Haftalık E-Bülten
Moda dünyasında neler oluyor? Yeni fikirler, öne çıkan koleksiyonlar, en vogue trendler, ünlülerden güzelllik sırları ve en popüler partilerden haberdar olmak için haftalık e-bültenimize kaydolun.
PIA markasının kurucusu Pelin Ilıkan Aylan ile markanın çıkış noktasından moda dünyasında olup bitenlere kadar kapsamlı bir söyleşi gerçekleştirdik.
Moda perakende sektöründe yaklaşık 25 yıllık bir geçmişim var. Uzun yıllar boyunca global markalarla çalıştım; bu süreçte ürün yönetimi ve satın alma direktörlüğü gibi pozisyonlarda bulundum. Kurumsal kariyerime devam ederken, bir yandan da içimdeki kreatif yönü daha fazla ortaya çıkarmak istedim. Bu motivasyonla İstanbul Moda Akademisi’nde iki senelik moda tasarımı eğitimine başladım. Eğitim süreci boyunca hem çalışıyor hem de hayalini kurduğum markayı adım adım inşa ediyordum.
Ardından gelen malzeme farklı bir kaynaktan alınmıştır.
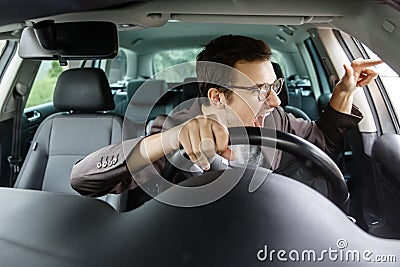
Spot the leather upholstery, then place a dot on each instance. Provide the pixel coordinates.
(64, 138)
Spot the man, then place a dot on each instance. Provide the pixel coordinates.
(240, 89)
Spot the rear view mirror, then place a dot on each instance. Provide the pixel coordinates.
(70, 40)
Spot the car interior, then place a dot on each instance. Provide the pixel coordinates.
(75, 78)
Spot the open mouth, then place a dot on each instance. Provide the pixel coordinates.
(259, 120)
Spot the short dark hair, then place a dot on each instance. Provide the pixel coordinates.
(227, 50)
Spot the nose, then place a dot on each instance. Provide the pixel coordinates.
(273, 100)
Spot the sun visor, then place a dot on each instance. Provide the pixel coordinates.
(68, 41)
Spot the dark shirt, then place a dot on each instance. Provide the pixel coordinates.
(105, 171)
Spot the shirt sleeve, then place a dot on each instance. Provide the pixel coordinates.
(334, 125)
(105, 170)
(328, 131)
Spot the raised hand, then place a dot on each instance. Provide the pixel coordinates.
(358, 74)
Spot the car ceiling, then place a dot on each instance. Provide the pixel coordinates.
(175, 35)
(17, 11)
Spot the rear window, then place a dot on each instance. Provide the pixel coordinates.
(2, 46)
(165, 59)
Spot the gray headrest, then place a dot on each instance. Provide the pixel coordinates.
(83, 89)
(190, 88)
(149, 92)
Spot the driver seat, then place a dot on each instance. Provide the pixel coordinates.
(83, 126)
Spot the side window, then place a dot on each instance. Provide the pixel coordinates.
(166, 59)
(44, 83)
(2, 46)
(390, 80)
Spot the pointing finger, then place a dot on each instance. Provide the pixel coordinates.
(363, 63)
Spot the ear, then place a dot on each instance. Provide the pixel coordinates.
(217, 99)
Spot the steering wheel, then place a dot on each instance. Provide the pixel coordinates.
(290, 143)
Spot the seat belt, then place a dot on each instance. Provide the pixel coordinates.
(15, 159)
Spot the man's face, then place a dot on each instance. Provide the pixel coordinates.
(245, 103)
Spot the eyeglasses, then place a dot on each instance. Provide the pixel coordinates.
(263, 90)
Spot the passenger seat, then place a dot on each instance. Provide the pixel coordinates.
(83, 96)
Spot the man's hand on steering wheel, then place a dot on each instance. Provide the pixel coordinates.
(203, 137)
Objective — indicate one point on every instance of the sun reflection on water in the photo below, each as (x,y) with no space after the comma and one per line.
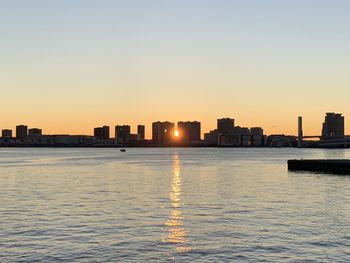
(176,232)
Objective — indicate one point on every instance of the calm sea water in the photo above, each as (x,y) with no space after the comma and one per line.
(171,204)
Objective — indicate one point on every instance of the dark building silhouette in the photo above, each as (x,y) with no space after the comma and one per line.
(6,133)
(141,131)
(225,125)
(102,133)
(190,131)
(21,131)
(122,133)
(34,132)
(162,132)
(333,126)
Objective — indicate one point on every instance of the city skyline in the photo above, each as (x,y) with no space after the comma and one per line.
(69,66)
(147,132)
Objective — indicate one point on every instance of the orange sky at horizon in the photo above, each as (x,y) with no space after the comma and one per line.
(70,66)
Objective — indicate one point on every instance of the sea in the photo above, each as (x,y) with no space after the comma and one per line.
(171,205)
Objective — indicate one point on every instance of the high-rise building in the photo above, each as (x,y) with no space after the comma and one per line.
(21,131)
(300,131)
(102,132)
(190,131)
(6,133)
(122,133)
(162,132)
(225,125)
(333,126)
(141,131)
(34,132)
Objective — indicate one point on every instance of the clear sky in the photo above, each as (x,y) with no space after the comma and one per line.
(67,66)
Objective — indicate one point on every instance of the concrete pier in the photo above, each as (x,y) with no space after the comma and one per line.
(328,166)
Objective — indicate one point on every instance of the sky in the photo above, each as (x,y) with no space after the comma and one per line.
(71,65)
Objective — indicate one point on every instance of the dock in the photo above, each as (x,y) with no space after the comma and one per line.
(321,165)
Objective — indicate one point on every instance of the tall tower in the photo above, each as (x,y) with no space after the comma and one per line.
(300,132)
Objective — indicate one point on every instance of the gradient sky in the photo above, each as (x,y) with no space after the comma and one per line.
(70,65)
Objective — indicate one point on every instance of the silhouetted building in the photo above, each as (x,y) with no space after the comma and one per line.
(211,138)
(102,132)
(141,131)
(122,133)
(34,132)
(300,132)
(162,132)
(190,131)
(225,125)
(6,133)
(333,126)
(21,131)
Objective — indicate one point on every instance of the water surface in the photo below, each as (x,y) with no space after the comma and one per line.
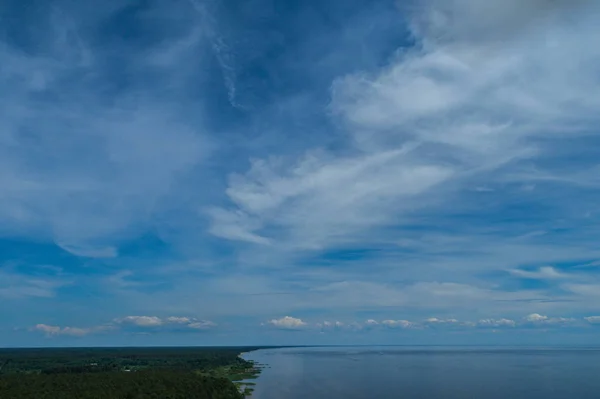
(428,373)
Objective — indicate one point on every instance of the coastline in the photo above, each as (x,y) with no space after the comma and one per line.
(246,384)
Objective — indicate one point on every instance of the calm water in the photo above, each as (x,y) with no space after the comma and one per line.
(451,373)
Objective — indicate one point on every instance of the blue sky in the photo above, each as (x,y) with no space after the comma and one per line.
(204,172)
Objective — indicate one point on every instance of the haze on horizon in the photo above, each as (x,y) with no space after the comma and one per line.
(202,172)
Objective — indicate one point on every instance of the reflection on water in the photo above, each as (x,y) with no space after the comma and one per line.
(421,373)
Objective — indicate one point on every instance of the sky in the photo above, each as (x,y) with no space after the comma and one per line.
(269,172)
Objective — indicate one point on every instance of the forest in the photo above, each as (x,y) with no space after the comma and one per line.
(124,373)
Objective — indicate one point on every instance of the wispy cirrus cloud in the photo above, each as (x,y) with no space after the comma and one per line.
(205,157)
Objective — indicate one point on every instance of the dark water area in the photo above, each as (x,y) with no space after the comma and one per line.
(428,373)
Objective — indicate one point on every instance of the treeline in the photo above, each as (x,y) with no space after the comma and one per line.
(82,360)
(149,384)
(121,373)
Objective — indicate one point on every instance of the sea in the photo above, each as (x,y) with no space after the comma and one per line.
(427,373)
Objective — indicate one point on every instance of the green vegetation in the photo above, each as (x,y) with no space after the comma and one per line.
(126,373)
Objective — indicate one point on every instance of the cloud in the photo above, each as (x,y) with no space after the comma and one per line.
(178,320)
(86,173)
(287,322)
(50,330)
(90,252)
(141,321)
(202,325)
(496,323)
(538,319)
(546,272)
(398,324)
(166,323)
(18,285)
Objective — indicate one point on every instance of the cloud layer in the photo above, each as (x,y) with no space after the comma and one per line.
(380,168)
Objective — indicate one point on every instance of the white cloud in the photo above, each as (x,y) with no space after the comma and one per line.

Bu eğitimi birincilikle tamamladım ve mezuniyetim kapsamında İstanbul Fashion Week’te defile yapma fırsatı buldum. Aslında PIA’nın ilk adımları da o podyumda atıldı diyebilirim. O gün, bu işi tutkuyla yapabileceğime emin oldum ve 2017 yılında PIA’yı kurdum.
Sade yaşamayı seviyorum ama hayatın akışını, ritmini ve sürprizlerini de çok önemsiyorum. Bazen içe dönük, bazen dışa dönük bir ruh halim var; kendi kabuğumda da huzurluyum, dostlarımla kalabalık bir sofrada da. Doğa, sanat ve görsel olarak ilgimi çeken herşey beni besliyor. Duyduğum, gördüğüm, okuduğum her şeyin içimde bir karşılığı var.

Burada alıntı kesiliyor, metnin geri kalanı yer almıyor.